Golf Search Volume / Time Series
Normalized search interest (0–100) for golf equipment and participation terms, tracked from 2017 through the present via Google Trends.
01 — Long-Run Annual Trend
Golf search interest in the United States peaked in 2021, driven by the pandemic-era surge in outdoor recreation. The annual average Google Trends index for “golf clubs” hit 64 that year — roughly 39% above the 2017–2019 baseline. Since 2022, interest has stabilized at a “new normal” approximately 37% higher than pre-pandemic levels, suggesting the golf boom produced lasting participation gains rather than a temporary spike.
02 — Quarterly Granularity
Quarterly data reveals how closely correlated the broad “golf” search term tracks with specific equipment terms like “golf clubs” and “golf equipment.” All three follow the same seasonal cadence, peaking in Q2–Q3 and troughing in Q4–Q1. The “golf simulator” term follows an inverted pattern, peaking during the winter quarters when outdoor play is limited — a signal of the growing indoor golf market.
03 — Monthly Equipment Breakdown
Golf equipment search follows a predictable annual cycle. Interest bottoms out in December through February, ramps sharply in March and April as the golf season opens, and peaks between May and August. “Golf clubs” consistently leads in search volume, followed by “golf balls” at roughly half the index value — a pattern consistent with balls being a consumable that tracks active play. “Golf bags” maintains the lowest baseline but shows a distinctive November spike tied to holiday gift purchasing, making it a seasonal outlier within the equipment category.
04 — Inverse Seasonality: Simulator vs. Clubs
The inverse seasonality between “golf clubs” and “golf simulator” reveals two distinct consumer buying windows per year. Equipment search dominates the warm months (May–August), while simulator interest peaks in the off-season (November–February). Simulator search has shown structural growth of approximately 8% annually from 2019 to 2023, reflecting expanding adoption of indoor golf technology beyond a temporary pandemic effect. The launch of the TGL simulator league in January 2025 further elevated off-season interest, suggesting that professional simulator events may be driving consumer awareness and search demand.

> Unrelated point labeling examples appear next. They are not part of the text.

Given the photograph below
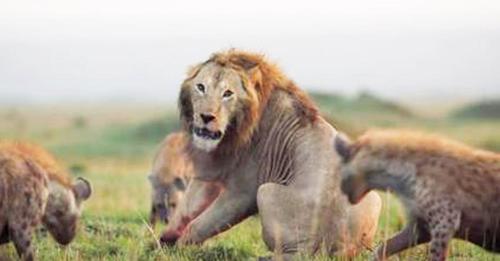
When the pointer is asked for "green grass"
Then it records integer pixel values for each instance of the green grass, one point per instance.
(116, 155)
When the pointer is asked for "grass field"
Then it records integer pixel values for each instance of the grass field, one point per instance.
(113, 145)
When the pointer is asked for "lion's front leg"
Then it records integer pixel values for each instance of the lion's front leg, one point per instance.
(230, 208)
(199, 195)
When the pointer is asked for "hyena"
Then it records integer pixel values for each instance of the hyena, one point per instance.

05 — Seasonal Heatmap · Golf Clubs
The heatmap makes the consistency of golf’s seasonal pattern visually clear. Every year from 2017 to the present, the brightest cells (highest search interest) cluster in the May–August band, while December–February cells are consistently dark. The 2021 row stands out with the deepest greens on record — June 2021 reached the maximum index value of 100. Post-2021, the summer cells remain brighter than their pre-2020 counterparts, confirming the elevated “new normal” baseline visible in the annual chart above.
06 — Year-over-Year Delta
Year-over-year delta analysis isolates the growth signal from the seasonal noise. The largest positive jump occurred in 2020 and 2021, reflecting the pandemic golf surge. The subsequent declines in 2022 and 2023 represent normalization — not a collapse — as summer peak values remained well above pre-pandemic levels even as the rate of change turned negative. By 2024–2025, the delta has flattened near zero, consistent with a market that has found its post-pandemic equilibrium.